Otro proyecto que no logró cautivar al público fue The Leftovers, que ofreció un primer episodio lleno de inquietantes posibilidades y después se dedicó a ofrecer soluciones argumentales incompletas durante su temporada inaugural. La segunda temporada mejoró palpablemente, pero el público no quiso regresar, quizá a sabiendas de que series como Lost (ABC) ya les habían jugado malas pasadas con tramas inconclusas y explicaciones sacadas de la manga.
Hoy en día HBO cifra sus esperanzas en Westworld, basada en la película escrita y dirigida por Michael Crichton en 1973. La historia se sitúa en un parque de diversiones para millonarios donde pueden vivir vidas alternas en diversos ambientes poblados por robots de apariencia humana. La producción cuenta con talento reconocido en ambos lados de la cámara: J.J. Abrams y Jonathan Nolan son sus productores, y las actuaciones de Anthony Hopkins, Ed Harris, Jeffrey Wright, Evan Rachel Wood y Thandie Newton seguro darán de qué hablar.
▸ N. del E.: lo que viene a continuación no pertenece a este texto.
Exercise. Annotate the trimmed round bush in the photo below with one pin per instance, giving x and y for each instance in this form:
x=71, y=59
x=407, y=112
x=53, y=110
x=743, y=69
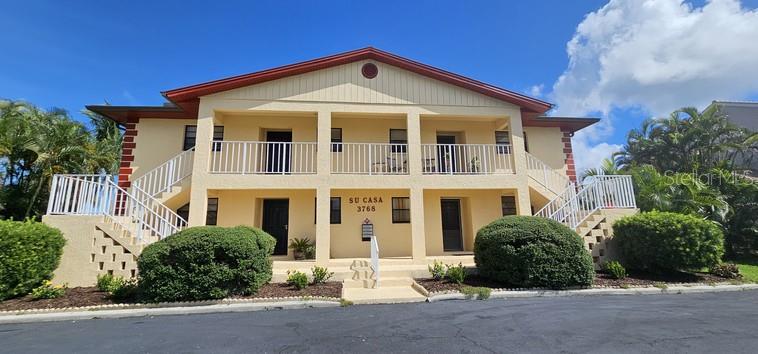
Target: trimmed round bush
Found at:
x=206, y=262
x=662, y=241
x=530, y=251
x=29, y=254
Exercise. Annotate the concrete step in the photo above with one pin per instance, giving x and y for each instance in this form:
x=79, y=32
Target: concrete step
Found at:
x=383, y=282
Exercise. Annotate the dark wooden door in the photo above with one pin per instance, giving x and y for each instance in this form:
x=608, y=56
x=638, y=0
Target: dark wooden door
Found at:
x=446, y=153
x=275, y=222
x=278, y=152
x=452, y=236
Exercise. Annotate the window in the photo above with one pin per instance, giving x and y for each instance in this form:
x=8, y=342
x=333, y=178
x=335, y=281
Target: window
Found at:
x=211, y=215
x=503, y=142
x=401, y=210
x=337, y=139
x=398, y=136
x=190, y=136
x=508, y=204
x=335, y=210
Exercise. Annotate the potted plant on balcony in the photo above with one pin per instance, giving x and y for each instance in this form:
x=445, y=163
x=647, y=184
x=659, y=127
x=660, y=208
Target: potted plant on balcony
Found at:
x=302, y=248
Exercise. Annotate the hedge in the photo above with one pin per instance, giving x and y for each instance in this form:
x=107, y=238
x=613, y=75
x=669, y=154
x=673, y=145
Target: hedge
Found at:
x=29, y=254
x=529, y=251
x=663, y=241
x=206, y=262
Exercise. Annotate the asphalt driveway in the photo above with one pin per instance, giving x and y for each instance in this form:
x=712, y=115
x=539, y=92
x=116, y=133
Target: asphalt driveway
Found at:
x=714, y=322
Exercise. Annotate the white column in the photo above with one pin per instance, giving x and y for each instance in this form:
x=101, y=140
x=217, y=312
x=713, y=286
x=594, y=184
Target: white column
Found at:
x=418, y=234
x=523, y=201
x=199, y=191
x=323, y=192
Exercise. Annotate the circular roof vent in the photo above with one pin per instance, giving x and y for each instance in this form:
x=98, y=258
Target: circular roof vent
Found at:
x=369, y=70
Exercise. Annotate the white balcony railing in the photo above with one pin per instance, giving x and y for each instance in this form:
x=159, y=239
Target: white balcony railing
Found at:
x=369, y=158
x=263, y=157
x=546, y=175
x=466, y=159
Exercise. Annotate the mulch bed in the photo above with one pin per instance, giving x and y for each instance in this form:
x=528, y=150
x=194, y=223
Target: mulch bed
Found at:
x=74, y=297
x=90, y=296
x=328, y=289
x=601, y=280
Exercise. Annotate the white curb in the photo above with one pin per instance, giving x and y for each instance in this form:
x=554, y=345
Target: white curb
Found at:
x=141, y=312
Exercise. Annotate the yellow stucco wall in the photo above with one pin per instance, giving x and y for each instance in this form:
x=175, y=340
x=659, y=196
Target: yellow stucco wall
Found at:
x=254, y=127
x=466, y=131
x=244, y=207
x=157, y=141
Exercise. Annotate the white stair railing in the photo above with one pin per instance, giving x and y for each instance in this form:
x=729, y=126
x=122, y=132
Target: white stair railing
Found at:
x=375, y=259
x=369, y=158
x=167, y=175
x=600, y=192
x=545, y=175
x=143, y=217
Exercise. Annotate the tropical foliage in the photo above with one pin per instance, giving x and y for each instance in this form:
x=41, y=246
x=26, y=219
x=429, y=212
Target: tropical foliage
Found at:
x=37, y=143
x=690, y=162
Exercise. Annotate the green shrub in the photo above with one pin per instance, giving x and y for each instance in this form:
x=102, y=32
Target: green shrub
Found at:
x=614, y=269
x=437, y=270
x=726, y=270
x=48, y=291
x=529, y=251
x=456, y=274
x=297, y=279
x=321, y=274
x=662, y=241
x=481, y=293
x=29, y=253
x=206, y=262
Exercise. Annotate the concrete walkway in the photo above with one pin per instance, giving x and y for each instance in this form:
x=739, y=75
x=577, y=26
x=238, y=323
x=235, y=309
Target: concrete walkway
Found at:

Pero la pregunta sigue en el aire: ¿Puede una serie descrita por sus creadores como “una oscura odisea sobre los albores de la consciencia artificial y el futuro del pecado” emocionarnos tanto como ver a un gigante bajo una lluvia de flechas derribando la puerta de un castillo? No sé, si yo trabajara en HBO seguramente estaría pasando bastantes horas presa del insomnio.